The FDA has approved Crestor (rosuvastatin calcium tablets, from AstraZeneca) to reduce the risk of stroke, myocardial infarction, and arterial revascularization procedures in individuals without clinically evident coronary heart disease but with an increased risk of cardiovascular disease (CVD). An increased risk of CVD is based on age (≥50 years for men, ≥60 years for women), a high-sensitivity C-reactive protein ≥2mg/L, and the presence of at least one additional CVD risk factor (eg, hypertension, low HDL-C, smoking, or a family history of premature coronary heart disease).

This approval was based on data from the JUPITER (Justification for the Use of statins in Primary prevention: an Intervention Trial Evaluating Rosuvastatin) study which evaluated the impact of Crestor 20mg on reducing major CVD events. In the study, Crestor significantly reduced the relative risk of heart attack by 54% (p<0.001), stroke by 48% (p=0.002), and arterial revascularization by 46% (p<0.001) versus placebo.

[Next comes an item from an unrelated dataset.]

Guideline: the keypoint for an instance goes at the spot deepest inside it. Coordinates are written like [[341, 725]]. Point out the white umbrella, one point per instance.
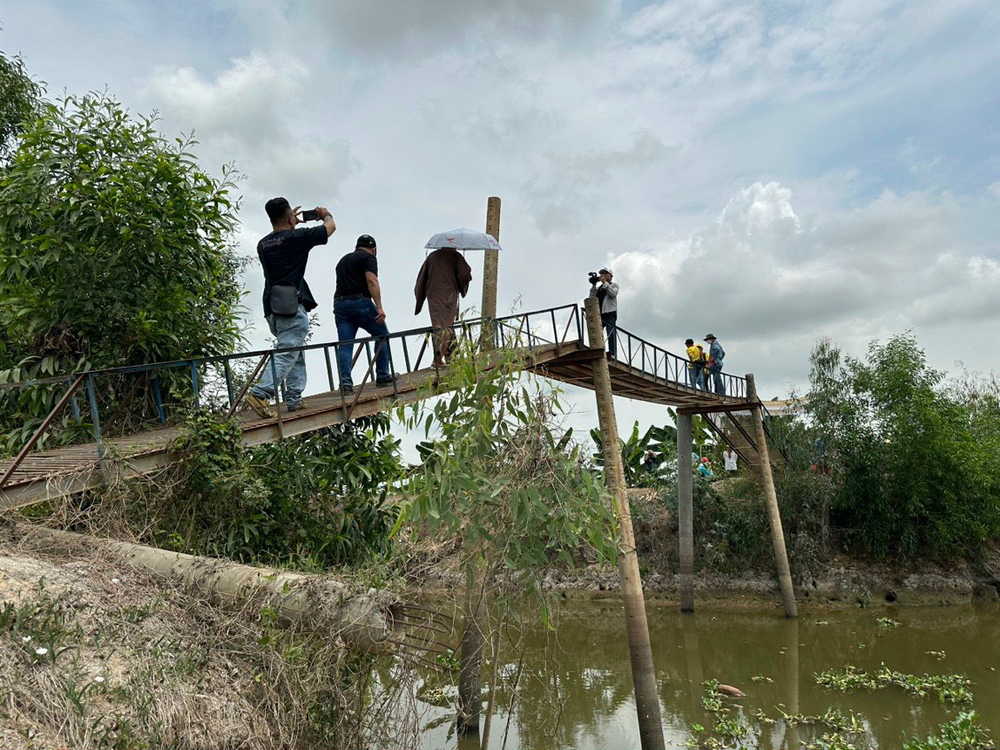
[[463, 239]]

Crestor is already indicated as an adjunct to diet to reduce elevated Total-C, LDL-C, ApoB, non-HDL-C, and TG levels and to increase HDL-C in patients with primary hyperlipidemia and mixed dyslipidemia. Crestor is also indicated as an adjunct to diet to slow the progression of atherosclerosis in adult patients as part of a treatment strategy to lower Total-C and LDL-C to target levels.